7 Replies Latest reply on Jan 13, 2020 3:56 PM by Joerg.Sobottka

    CVE-2012-1675: Listener vulnerability question

    user13254045

      Good morning,

       

      We have found out a vulnerability through listener with some programs like nmap. As you can see bellow, running it we can see listener port and database version, which could be a big problem for our customer:

       

      .\nmap.exe -p0- -v -A -T4 WIN-9H8TGULUPL1

      1521/tcp open oracle-tns Oracle TNS listener 1.3.0.0.0 (unauthorized)

       

      (only show 1, not 19, but it could be enough to have an attack)

       

      .\nmap.exe -p0- -v -A -T4 vmNGF2

      1521/tcp open oracle-tns Oracle TNS listener 12.2.0.1.0 (unauthorized)

       

      .\nmap.exe -p0- -v -A -T4 vmNGF2

      1523/tcp open oracle-tns Oracle TNS listener 12.2.0.1.0 (unauthorized)

       

      We have checked this error since 10g version to 19c.

       

      How we could restrict that information? I have already tested updating listener port, but we have same problem. Furthermore, we have update VALID_NODE_CHECKING_REGISTRATION_<listener_name> = ON but problem still happens.

       

      If it helps, we're following OWASP 4 testing guide.

       

      Thanks in advance.

      Best regards

        • 1. Re: CVE-2012-1675: Listener vulnerability question
          Joerg.Sobottka

          Well, you need an open port to establish the communication to the database. 1521 is default, you can change that to something else, but then you will find the new port "open".
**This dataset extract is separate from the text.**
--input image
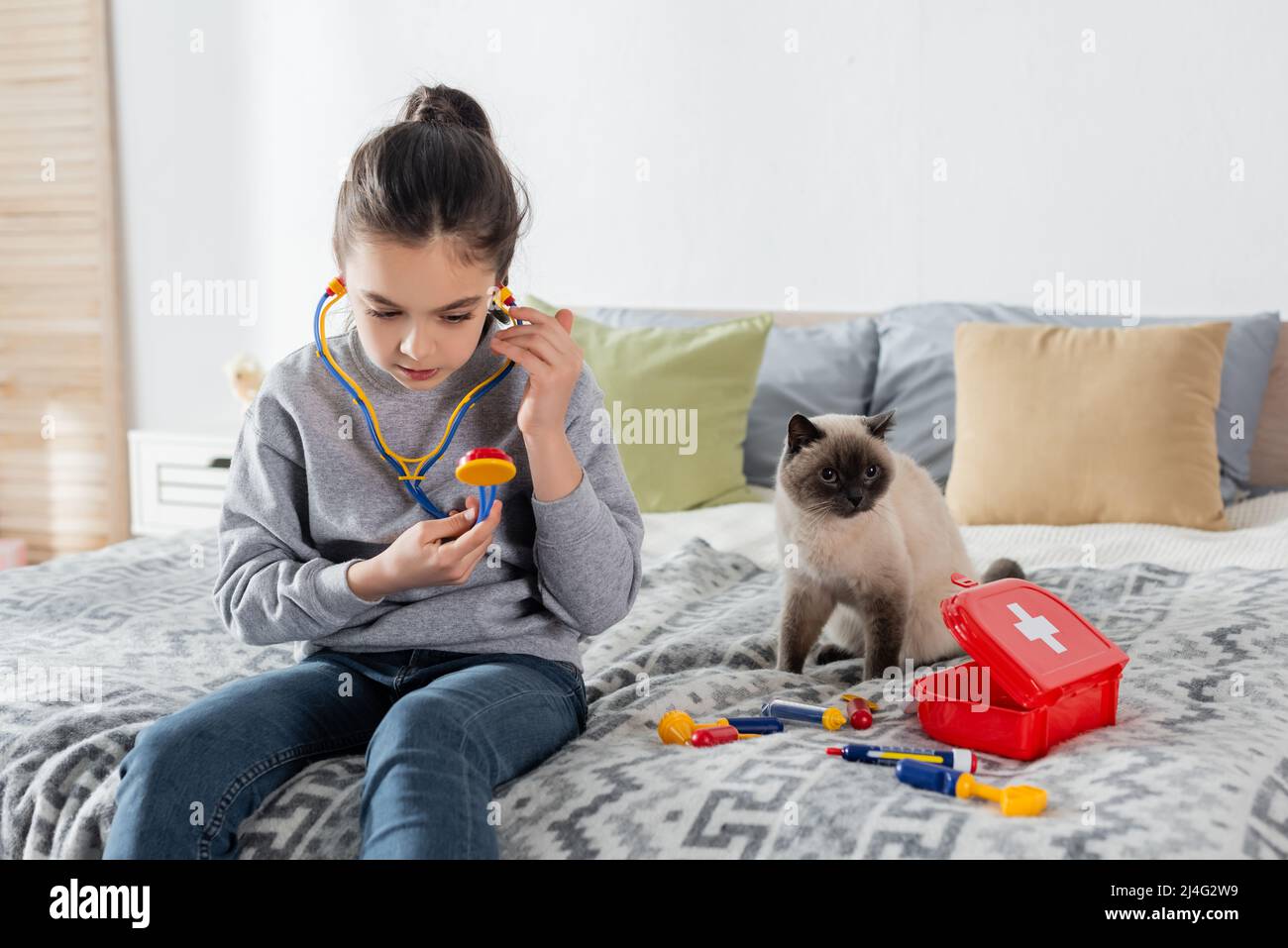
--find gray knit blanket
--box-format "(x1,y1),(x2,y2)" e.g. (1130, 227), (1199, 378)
(0, 531), (1288, 859)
          If the port is closed, no application would be able to connect to the database.

           

          If you do have an Enterprise Edition database, you could hide your database behind a connection manager proxy and close the ports from all other hosts at your firewall.
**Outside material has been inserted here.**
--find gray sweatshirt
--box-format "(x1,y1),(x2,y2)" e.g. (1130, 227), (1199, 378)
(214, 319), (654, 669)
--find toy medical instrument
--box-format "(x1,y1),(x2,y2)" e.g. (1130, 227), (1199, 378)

          • 2. Re: CVE-2012-1675: Listener vulnerability question
            user13254045

            Good afternoon,

            As you told before, I have the same issue changing the port.

             

            We don`t have enterprise and each customer has its own server with their databases, so I need a general workaround. In that scenario, customer manages his firewall, proxy... so I would like find out an Oracle solution.

             

            I will wait and see if anyone can help.

             

            Thanks a lot for your help.

            Best regards.

            • 3. Re: CVE-2012-1675: Listener vulnerability question
              Joerg.Sobottka

              As I said, you need open ports, otherwise the applications can't connect.

               

              What do you want to see? That nmap tolds you, the port is closed? That will not happen - or the applications are "death"....

              • 4. Re: CVE-2012-1675: Listener vulnerability question
                user13254045

                My fear is that through this kind of application (nmap shows port, Oracle version...), someone shows our version and knows its vulnerabilities, which could put the information at risk.
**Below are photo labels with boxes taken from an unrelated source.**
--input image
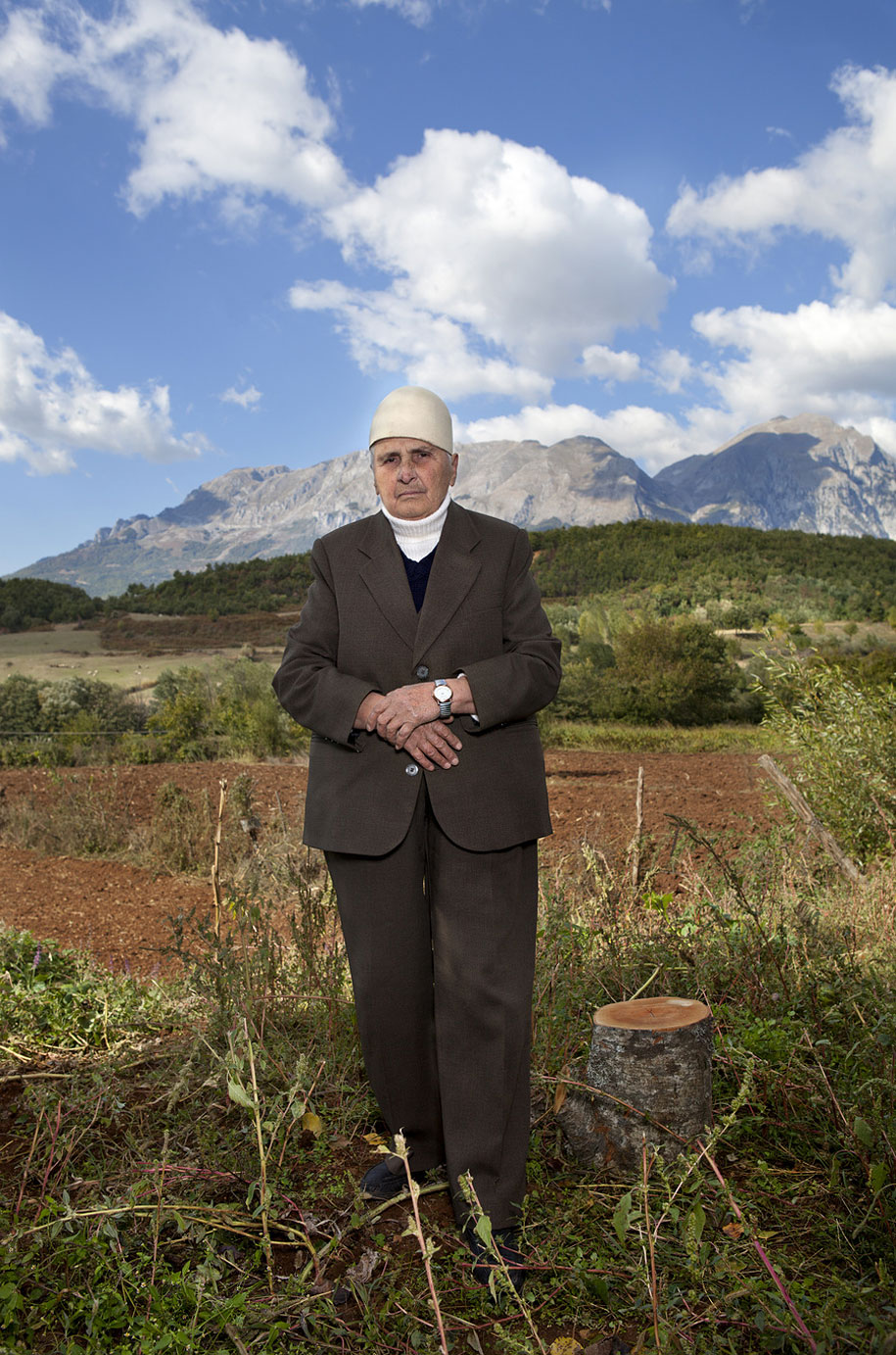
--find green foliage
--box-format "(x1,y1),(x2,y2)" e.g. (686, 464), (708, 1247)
(549, 605), (761, 725)
(766, 657), (896, 862)
(0, 829), (896, 1355)
(0, 673), (42, 735)
(0, 579), (103, 630)
(529, 519), (896, 629)
(104, 552), (317, 616)
(148, 658), (307, 761)
(0, 923), (172, 1057)
(0, 673), (146, 767)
                I want to avoid get this kind of information outside the server.

                • 5. Re: CVE-2012-1675: Listener vulnerability question
                  pmdba

                  Connection Manager is distributed with the Oracle Client; it does not require Enterprise Edition to my knowledge. There's a paper here on how to configure it (written for 11g, but still works with 12c).

                   

                  That said, from what perspective was nmap run? From a trusted host on the local network with the server, or from an external host outside of the server's "circle of trust"? In other words, what is an attacker most likely to see? This is about managing risk, so if the server's ports are generally protected by firewalls from outside access, then I wouldn't worry as much about nmap output from a trusted client. If the server is going to be exposed completely (BAD IDEA!), then I would configure the local OS firewall to block all traffic to that port except from trusted clients, like known application servers. In the end I think the only way to manage this is with a networking solution; I don't believe there's an option available in the Listener configuration to suppress that information from being returned.

                   

                  One other thing: nmap and other scanners often leave distinctive traces in the listener logs. You should be monitoring for those in real-time as a counter-measure.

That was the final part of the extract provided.